Got a host of deprecation warnings that my scss was going to become nonfunctional when scss updates to mimic the css nesting behavior.

However, the sections of code that are triggering this deprecation warning are using @include to include code from other mixins. I have typically put all of my includes at the top of a given style declaration like so:

@mixin baseHeader{
  @include baseText;
  color:var(--fontColor);
  display: block;
  white-space: nowrap;
  margin-top: 0px;
  margin-bottom: 0px;
  font-weight:normal;
}

However, according to the deprecation warnings, because the mixin that is included contains other nested scss, this will break when the update occurs.

It seems to me that this change will also break most uses of include. Previously, you could include your mixins anywhere and they would work. Now you will have to consider whether the mixin has any nested scss in it to place it accordingly, however this doesn't guarantee that it will work. Consider what happens if you have several mixins that each have direct style declarations and nested styling:

@mixin nested-1{
  font-weight: bold;
  > *{
    font-style: italics;
  }
}
@mixin nested-2{
  font-size: 120%;
  > *{
    text-decoration: underline;
  }
}
.final-use{
  border: 1px solid black;
  @include nested-1;
  @include nested-2;
}

According to the deprecation warnings, this will no longer work because it parses out to:

.final-use{
  border: 1px solid black;
  font-weight: bold;
  > *{
    font-style: italics;
  }
  font-size: 120%;
  > *{
    text-decoration: underline;
  }
}

This essentially means that if you are using mixins, you now need to wrap everything in the mixin in&{} so that you can guarantee it will work in any and all situations in which the mixin might be called.

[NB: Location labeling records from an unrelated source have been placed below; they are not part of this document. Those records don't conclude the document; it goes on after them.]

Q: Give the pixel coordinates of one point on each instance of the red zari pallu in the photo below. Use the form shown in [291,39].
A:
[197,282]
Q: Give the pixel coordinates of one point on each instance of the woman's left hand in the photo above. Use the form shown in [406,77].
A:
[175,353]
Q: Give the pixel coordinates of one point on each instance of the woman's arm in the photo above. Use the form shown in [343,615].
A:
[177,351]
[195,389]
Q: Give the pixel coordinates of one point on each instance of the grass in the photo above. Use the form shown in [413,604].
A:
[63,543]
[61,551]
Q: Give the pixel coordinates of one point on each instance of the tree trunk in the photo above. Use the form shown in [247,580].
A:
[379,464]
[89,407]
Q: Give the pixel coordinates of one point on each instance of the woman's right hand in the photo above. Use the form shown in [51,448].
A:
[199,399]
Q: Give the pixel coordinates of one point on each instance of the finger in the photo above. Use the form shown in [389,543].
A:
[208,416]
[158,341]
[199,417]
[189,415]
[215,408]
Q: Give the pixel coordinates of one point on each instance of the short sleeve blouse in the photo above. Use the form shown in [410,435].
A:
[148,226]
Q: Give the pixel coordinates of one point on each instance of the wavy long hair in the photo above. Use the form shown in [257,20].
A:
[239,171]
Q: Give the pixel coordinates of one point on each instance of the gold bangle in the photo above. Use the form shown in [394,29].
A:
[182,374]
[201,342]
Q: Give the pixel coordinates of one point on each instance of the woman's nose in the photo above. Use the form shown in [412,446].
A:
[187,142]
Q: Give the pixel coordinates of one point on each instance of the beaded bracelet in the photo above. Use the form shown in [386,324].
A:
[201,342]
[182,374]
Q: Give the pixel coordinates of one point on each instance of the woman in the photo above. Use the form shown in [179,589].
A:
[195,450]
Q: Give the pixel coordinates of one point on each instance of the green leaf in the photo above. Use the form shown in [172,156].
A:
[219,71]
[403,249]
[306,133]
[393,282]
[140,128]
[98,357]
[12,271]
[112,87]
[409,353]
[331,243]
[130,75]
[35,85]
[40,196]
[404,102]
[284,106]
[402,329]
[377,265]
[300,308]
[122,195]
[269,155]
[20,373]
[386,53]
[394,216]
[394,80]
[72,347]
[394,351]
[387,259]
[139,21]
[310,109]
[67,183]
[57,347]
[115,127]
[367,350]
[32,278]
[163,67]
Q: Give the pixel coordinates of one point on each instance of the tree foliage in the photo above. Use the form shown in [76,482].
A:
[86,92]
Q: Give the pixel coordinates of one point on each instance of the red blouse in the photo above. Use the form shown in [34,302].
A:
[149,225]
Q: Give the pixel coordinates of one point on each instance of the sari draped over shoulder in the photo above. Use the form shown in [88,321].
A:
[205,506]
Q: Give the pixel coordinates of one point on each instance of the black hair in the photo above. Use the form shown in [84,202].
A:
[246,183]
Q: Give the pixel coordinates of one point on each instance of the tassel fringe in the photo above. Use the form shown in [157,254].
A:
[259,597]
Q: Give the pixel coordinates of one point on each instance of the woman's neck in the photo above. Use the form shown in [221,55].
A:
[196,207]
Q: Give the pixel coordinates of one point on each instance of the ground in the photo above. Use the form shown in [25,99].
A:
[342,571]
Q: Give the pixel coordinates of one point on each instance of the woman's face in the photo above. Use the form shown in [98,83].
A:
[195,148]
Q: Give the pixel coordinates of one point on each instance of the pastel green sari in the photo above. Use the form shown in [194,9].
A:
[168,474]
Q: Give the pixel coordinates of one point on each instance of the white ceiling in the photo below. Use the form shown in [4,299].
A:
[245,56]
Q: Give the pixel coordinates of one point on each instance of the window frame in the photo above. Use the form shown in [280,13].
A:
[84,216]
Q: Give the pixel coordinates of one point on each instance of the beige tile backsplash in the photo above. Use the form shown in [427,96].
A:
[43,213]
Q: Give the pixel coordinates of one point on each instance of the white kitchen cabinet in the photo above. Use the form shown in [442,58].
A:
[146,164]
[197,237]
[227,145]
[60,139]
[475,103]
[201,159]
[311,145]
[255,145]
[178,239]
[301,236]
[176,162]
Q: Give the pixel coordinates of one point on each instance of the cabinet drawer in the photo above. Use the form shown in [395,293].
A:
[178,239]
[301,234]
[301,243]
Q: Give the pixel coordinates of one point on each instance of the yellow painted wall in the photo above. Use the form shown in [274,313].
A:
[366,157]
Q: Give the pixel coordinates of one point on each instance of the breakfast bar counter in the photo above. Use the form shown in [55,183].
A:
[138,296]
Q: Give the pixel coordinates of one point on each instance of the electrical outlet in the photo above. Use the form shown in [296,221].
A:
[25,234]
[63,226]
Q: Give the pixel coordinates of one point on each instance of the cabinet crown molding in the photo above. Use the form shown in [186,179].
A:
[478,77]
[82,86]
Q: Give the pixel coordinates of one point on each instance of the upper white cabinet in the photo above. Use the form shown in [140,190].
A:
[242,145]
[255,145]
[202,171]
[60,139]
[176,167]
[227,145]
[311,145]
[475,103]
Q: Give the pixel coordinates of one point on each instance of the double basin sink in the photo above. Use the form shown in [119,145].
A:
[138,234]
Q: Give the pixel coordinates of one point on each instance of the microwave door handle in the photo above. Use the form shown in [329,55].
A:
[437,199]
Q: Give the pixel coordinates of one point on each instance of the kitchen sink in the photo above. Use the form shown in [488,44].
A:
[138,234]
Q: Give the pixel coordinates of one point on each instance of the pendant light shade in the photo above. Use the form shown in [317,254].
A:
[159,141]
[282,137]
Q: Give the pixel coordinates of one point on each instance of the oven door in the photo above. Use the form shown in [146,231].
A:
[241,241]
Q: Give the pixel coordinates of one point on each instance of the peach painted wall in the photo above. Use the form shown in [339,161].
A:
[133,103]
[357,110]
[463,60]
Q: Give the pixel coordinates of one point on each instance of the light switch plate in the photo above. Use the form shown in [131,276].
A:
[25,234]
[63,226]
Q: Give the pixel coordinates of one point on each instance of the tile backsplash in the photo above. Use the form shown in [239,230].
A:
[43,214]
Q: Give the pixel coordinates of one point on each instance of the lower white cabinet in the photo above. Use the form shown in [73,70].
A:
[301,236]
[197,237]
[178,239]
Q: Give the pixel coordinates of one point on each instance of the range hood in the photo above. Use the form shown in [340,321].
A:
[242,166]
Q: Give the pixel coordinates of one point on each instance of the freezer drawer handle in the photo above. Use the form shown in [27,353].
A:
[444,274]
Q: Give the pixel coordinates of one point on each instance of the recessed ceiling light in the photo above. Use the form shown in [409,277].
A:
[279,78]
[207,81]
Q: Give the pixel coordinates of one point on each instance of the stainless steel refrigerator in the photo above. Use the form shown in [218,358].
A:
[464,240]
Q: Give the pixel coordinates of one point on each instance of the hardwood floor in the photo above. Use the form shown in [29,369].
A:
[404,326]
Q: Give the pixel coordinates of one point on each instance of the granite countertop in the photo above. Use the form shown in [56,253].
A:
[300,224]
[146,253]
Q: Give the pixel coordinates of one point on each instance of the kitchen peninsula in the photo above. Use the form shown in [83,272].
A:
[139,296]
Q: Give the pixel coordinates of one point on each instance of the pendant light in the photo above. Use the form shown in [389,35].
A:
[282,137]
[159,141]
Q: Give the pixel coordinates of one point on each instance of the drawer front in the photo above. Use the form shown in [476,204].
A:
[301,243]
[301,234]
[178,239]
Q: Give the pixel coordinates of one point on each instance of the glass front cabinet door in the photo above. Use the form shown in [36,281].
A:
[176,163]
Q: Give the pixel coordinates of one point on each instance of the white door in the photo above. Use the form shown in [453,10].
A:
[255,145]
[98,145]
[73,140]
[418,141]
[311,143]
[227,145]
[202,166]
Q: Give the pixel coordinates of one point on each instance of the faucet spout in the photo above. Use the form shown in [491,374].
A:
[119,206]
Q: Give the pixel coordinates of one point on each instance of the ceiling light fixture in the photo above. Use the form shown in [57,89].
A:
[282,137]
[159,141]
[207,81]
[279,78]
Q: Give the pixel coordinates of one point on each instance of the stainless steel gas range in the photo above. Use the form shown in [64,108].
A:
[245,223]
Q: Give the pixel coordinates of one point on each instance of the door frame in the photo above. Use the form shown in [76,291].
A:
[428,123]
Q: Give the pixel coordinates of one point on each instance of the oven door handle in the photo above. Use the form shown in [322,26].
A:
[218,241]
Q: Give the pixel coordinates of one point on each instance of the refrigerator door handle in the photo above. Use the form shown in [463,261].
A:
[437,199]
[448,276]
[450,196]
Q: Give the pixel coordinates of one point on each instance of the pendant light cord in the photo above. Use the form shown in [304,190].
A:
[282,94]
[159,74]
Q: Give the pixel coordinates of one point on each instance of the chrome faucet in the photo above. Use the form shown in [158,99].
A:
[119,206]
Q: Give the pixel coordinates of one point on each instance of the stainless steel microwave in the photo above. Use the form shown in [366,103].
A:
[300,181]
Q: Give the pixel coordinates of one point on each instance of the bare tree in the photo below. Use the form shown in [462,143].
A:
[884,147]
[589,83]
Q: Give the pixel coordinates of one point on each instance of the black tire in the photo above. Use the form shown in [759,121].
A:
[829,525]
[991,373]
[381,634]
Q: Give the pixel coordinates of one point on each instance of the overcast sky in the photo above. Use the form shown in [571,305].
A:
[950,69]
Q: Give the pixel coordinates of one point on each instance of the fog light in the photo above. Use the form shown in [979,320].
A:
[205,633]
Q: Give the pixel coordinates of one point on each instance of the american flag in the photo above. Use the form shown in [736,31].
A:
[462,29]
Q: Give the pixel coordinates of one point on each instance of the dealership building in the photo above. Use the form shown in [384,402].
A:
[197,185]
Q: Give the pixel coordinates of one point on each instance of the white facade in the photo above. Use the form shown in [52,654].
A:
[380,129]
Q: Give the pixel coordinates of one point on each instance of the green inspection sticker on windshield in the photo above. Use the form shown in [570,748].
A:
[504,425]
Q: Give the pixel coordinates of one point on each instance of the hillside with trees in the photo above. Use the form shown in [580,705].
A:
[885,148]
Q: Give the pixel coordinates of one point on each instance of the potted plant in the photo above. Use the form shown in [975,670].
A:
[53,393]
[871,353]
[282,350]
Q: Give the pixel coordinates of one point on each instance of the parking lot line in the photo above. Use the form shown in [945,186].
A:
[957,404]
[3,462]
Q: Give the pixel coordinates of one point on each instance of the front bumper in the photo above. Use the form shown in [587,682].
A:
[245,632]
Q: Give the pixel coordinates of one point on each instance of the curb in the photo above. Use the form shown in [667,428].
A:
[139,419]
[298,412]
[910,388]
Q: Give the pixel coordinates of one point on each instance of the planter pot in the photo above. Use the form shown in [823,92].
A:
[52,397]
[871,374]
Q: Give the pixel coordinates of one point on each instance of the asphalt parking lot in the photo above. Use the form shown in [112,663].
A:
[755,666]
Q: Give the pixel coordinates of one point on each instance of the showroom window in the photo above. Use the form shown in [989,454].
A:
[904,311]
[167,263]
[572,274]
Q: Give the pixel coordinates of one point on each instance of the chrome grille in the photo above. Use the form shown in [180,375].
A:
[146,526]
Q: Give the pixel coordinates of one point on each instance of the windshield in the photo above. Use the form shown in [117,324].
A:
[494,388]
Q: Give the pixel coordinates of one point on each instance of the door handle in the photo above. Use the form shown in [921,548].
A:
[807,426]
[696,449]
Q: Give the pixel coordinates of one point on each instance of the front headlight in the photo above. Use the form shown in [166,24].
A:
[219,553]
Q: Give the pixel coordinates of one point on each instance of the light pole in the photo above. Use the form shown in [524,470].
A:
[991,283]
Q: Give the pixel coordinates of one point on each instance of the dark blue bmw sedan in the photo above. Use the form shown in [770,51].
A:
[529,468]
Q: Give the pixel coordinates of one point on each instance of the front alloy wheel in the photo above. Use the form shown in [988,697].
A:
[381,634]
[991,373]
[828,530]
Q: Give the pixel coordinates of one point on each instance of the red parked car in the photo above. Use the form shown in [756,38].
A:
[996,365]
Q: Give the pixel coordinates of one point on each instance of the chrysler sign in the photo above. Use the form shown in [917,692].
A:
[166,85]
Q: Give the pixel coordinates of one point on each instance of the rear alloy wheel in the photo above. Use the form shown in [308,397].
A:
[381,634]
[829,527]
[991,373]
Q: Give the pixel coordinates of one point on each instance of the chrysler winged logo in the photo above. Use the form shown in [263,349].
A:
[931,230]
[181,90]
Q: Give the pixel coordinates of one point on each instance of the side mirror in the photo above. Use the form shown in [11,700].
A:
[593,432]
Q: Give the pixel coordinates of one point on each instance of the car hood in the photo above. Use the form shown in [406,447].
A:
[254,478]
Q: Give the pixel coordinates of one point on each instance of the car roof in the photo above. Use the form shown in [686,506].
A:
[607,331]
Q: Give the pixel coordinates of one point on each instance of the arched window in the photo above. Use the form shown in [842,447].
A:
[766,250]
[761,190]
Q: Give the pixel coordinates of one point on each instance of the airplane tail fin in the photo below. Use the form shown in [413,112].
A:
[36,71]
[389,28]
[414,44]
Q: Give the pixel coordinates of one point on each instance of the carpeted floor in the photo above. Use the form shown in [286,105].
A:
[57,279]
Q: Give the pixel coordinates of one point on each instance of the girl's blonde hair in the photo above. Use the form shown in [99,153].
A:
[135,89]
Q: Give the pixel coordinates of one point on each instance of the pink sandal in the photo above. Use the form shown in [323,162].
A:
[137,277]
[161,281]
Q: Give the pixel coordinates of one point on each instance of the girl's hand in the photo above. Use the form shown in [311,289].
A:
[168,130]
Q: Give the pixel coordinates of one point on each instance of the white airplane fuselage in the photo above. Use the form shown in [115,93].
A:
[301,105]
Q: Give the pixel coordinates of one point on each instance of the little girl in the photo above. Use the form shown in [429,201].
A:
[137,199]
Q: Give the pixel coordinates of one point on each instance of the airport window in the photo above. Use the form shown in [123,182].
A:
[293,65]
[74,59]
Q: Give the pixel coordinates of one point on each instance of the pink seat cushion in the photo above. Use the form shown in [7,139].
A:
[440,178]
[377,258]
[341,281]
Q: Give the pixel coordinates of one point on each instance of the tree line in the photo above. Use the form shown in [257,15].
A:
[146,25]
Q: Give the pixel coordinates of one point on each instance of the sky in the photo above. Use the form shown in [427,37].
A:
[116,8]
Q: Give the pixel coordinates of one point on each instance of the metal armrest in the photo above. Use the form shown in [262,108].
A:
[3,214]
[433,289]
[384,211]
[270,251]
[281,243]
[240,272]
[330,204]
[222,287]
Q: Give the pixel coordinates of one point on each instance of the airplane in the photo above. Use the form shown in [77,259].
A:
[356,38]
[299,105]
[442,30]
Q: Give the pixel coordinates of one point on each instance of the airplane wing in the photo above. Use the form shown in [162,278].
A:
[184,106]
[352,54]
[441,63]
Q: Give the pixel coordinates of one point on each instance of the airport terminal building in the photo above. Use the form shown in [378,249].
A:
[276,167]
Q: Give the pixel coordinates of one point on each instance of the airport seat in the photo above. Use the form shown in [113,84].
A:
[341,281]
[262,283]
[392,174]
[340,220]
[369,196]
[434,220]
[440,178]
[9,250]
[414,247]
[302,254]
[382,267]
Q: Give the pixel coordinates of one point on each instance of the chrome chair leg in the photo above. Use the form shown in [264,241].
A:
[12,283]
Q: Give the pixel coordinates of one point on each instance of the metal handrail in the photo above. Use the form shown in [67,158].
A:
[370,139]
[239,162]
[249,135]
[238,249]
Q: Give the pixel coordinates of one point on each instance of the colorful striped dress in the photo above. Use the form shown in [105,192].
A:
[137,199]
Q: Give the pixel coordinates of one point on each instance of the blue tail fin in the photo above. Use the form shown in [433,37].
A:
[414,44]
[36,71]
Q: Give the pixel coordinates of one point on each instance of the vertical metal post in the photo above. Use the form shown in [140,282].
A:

nex3 commented 1 month ago

This essentially means that if you are using mixins, you now need to wrap everything in the mixin in&{} so that you can guarantee it will work in any and all situations in which the mixin might be called.

Yes, this is accurate. There's unfortunately no other way to ensure that your stylesheet is forwards-compatible with the new CSS semantics, which we have to support for CSS compatibility. I understand that this requires a considerable amount of change for mixins, but our hands are pretty much tied here. We absolutely cannot break CSS compatibility, and given that there's going to be a potentially-breaking change the only responsible course of action is to warn people that it's coming.